Several other companies are also working on products. Molson Coors Brewing Co. launched a BitterSweet effort in 2009 aimed to “remove the gender imbalance that exists around beer consumption” and boost its sales to women, which amounted to a meager 17% of sales in the past. Its U.K. and Ireland offices launched the Animée drink last year, which has 4% alcohol and is a lightly sparkling, finely filtered brewed drink in three flavors: crisp rose, zesty lemon, and clear filtered. The company’s marketing says it is aimed to “dispel the perception among women that all beers look and taste the same.” It said 79% of women in the U.K. never or rarely drink beer and, after many surveys, they hope Animée changes that objection without being patronizing.

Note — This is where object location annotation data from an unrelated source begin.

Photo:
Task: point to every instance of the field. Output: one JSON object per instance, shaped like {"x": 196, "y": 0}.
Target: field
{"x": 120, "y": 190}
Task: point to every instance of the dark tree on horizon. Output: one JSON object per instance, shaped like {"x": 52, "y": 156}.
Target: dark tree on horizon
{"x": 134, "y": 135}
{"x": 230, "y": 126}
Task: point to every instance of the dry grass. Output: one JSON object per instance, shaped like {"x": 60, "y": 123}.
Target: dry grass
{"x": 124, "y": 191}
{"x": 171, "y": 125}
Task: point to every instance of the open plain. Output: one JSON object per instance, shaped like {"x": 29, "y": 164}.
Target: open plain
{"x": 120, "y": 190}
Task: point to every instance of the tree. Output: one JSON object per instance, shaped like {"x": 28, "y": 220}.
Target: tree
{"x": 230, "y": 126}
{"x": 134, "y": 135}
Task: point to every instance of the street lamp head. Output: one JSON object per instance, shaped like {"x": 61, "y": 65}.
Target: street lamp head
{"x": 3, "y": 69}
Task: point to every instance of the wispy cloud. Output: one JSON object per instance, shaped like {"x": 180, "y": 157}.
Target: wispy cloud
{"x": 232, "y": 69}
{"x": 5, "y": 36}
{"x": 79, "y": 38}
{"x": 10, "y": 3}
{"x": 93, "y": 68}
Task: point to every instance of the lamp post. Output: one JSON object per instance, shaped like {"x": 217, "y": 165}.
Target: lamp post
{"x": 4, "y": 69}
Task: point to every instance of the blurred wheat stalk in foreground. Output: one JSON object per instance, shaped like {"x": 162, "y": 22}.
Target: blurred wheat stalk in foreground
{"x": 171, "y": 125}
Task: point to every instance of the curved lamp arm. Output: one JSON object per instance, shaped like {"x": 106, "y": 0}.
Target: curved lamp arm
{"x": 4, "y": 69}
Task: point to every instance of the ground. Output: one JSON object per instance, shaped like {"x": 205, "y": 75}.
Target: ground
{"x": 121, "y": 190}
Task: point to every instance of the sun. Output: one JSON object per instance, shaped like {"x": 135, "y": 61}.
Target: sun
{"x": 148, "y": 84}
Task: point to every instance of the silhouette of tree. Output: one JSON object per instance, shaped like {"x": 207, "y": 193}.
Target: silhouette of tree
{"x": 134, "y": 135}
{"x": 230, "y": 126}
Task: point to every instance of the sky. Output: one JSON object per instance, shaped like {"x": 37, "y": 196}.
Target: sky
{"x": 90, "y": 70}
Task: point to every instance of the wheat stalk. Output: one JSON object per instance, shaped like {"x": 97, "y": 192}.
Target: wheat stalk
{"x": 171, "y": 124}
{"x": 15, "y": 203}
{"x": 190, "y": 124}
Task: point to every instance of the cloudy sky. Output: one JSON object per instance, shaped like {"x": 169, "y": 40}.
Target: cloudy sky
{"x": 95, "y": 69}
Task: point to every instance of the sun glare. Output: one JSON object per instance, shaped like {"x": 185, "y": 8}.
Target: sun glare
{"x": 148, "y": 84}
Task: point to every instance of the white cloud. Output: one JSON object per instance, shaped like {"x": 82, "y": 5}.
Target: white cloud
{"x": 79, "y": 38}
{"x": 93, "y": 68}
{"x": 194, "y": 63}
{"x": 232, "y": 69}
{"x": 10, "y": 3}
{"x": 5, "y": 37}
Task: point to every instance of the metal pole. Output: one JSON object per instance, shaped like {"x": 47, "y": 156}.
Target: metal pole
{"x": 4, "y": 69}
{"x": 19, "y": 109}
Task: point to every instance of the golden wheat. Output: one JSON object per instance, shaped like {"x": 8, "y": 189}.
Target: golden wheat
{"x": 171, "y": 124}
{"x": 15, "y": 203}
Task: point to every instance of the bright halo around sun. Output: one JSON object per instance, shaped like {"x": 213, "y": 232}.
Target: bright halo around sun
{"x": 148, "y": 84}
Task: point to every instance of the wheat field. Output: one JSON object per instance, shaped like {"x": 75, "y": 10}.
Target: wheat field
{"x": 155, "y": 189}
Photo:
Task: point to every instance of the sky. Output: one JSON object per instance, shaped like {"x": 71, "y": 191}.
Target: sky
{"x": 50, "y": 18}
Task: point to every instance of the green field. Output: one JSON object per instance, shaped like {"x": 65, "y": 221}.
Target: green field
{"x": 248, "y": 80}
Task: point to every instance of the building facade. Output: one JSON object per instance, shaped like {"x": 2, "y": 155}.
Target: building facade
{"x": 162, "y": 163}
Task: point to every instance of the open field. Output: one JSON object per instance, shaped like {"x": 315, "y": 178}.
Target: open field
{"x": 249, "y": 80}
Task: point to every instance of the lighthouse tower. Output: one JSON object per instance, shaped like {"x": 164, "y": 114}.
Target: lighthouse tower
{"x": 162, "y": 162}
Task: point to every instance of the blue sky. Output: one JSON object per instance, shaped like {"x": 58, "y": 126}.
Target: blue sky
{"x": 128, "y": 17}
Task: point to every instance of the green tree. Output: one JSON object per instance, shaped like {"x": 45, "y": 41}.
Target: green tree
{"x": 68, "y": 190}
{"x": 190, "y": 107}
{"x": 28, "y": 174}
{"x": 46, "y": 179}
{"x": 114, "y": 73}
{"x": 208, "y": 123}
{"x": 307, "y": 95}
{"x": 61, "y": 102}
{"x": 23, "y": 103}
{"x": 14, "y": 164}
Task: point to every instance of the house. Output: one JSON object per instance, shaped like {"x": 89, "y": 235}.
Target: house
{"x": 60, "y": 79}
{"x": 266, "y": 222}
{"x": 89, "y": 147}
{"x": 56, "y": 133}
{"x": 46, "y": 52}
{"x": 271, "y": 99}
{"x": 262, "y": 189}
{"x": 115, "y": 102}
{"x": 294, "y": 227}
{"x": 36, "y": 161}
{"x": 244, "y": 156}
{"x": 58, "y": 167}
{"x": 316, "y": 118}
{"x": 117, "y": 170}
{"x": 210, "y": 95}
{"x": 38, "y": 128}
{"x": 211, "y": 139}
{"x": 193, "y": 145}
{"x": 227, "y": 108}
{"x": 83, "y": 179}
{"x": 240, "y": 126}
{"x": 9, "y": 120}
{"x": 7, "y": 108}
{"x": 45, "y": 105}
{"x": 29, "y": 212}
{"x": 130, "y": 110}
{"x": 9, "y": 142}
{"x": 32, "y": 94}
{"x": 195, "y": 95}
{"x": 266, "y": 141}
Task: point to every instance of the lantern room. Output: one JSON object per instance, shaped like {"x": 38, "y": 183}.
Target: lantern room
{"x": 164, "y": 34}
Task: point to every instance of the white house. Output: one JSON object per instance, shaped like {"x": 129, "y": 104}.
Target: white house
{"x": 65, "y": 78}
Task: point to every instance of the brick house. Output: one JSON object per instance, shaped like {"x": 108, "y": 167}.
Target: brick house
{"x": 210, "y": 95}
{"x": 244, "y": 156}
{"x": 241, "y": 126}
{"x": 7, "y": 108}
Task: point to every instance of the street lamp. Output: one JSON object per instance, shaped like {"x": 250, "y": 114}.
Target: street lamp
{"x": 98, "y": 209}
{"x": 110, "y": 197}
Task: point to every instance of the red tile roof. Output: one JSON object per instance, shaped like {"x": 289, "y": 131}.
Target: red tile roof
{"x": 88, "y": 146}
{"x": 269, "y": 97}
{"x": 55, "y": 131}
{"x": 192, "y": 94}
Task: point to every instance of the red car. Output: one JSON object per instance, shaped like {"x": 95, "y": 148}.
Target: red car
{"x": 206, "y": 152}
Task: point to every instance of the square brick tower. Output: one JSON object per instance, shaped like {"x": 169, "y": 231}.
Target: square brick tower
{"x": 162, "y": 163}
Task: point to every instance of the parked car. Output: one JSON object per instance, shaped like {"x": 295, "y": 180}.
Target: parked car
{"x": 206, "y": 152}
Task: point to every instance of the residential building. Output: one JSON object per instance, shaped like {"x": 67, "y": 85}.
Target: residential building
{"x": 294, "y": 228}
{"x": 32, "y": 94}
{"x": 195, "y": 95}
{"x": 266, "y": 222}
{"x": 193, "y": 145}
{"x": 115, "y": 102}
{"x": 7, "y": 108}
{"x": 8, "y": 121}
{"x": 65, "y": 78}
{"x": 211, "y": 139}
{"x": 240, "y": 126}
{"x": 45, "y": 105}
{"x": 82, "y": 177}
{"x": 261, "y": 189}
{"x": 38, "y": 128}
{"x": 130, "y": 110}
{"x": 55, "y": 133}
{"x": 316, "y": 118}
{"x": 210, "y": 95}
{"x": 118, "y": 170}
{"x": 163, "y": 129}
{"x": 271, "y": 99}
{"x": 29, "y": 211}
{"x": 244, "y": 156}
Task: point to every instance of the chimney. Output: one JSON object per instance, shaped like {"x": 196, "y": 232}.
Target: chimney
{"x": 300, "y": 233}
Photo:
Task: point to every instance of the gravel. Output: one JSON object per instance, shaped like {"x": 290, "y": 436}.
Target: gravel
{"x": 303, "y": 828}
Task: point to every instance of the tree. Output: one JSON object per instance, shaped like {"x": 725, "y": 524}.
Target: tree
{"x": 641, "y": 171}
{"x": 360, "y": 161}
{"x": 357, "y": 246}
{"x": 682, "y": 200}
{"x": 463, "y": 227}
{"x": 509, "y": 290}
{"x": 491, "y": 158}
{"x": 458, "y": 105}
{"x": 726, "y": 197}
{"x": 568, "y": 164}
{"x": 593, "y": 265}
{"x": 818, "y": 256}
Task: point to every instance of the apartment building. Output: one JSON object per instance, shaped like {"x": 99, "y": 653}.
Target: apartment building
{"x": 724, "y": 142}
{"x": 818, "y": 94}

Rasmussen, who spent most of his career at consumer products companies such as Duracell, Gillette Group, Mars, and Unilever before joining Carlsberg, wants to re-balance the customer gender base from 80% men and 20% women toward a 50%-50% split. When he oversaw Northern Europe for Gillette, he observed the brand bending of shaving products into the female market. That move helped expand the overall market for shaving products as women started buying more expensive, heavy-duty shavers (the type that men normally bought for their faces) to use on their legs instead of cheap plastic ones. Similarly, he remembers supermarkets 20-30 years ago only selling personal care products like lotions to women, while men just bought deodorants and shaving products. “Now, when you go into a supermarket, the number of products for male personal care is enormous and a fast-growing category.”
“We don’t know where it is going to end,” Rasmussen says. “I think with any piece of innovation, sometimes you get it exactly right to begin with. But, more often, you have to go back and do some more work and rework until you finally have the successful product.”